All films set in space are about discovery in one way or another, and often that discovery is some dangerous, spooky threat to our existence. Moon has none of the terror and violence that so frequently accompany the desolate space drama, but the threat to existence therein is of an even more sinister sort - for the very reason that it is so quiet, so unassuming and covert.

The man in question is Sam Bell (Sam Rockwell), who is coming to the end of a three-year term alone aboard a lunar space station at an energy harvesting site on the moon. His only companion is GERTY, a HAL 9000-esque robot (voiced by Kevin Spacey) that essentially keeps the station running.

Sam is naturally anxious to get back to Earth, but the three years of solitude have done him good. The time away from his wife has eased the tension that nearly broke up their marriage; he's mellowed out and grown up in his time alone, and his 3-year-old daughter will be awaiting him when he gets home.

What he discovers over the course of the film I can't divulge here, but I will say that it changes his present circumstances entirely - and the circumstances of his entire being.

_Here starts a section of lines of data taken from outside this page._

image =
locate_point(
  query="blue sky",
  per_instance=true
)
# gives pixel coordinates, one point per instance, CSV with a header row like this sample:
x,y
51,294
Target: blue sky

The enormity of this realization is brought along in gentle strokes by director Duncan Jones, who creates a quiet unease and a confused sense of reality for Sam as things begin to sink in.

Instead of playing up the initial shock through traditionally dramatic means, Jones lets it unfold with an unsettling casualness. Sam essentially takes it at face value, reacting with a pragmatic approach to the apparent paradox he's just uncovered and now has to deal with. It's that very pragmatism and matter-of-factness that sets Moon apart stylistically, forcing us to get used to its ideas rather quickly.

Where the film works most is from an emotional standpoint - thanks primarily to an astoundingly multi-faceted performance by Rockwell. It's a devastating portrait of a rather overwhelming crisis of identity for Sam, not only for the existential issue he comes face to face with but the decisions he has to make in response to it. Few actors could pull off this level of performance quite as honestly.

But as well as Moon engages us on a human level, it also seems to sidestep the social implications inherent in what's happening. Certain scientific and ethical questions are raised that Jones curiously doesn't deal with. Is he ambivalent about them? Or, on that note, do these issues only matter on a human level anyway?

I think they do - and I think we get a clue during the last 10 seconds of the movie that Jones wants to explore them, but either couldn't figure out exactly how, or decided it wasn't worth it. Is what we hear in the final 10 seconds, then, mere lip service?

No one's asking for a political treatise here, but a bit more inquisitiveness may have been in order - especially considering we can all see the ethical complications right on the story's surface. By largely disregarding them, Jones leaves us wanting.

However, seeing Moon as an insulated, personal experience for Sam Bell is rewarding enough as it is. Drawing inspiration from the balletic exploration of space in 2001, the grungy, industrialized aesthetic of Alien and its ilk, and even the surreal, dreamlike mood of Solaris - both Tarkovsky's original and Soderbergh's remake - Jones has a surplus of reference points, but enhances those with ideas and stylistic proclivities of his own.

Despite any reservations about the film's drawbacks, Moon and Jones himself - making his feature-film debut - are far too promising to be ignored.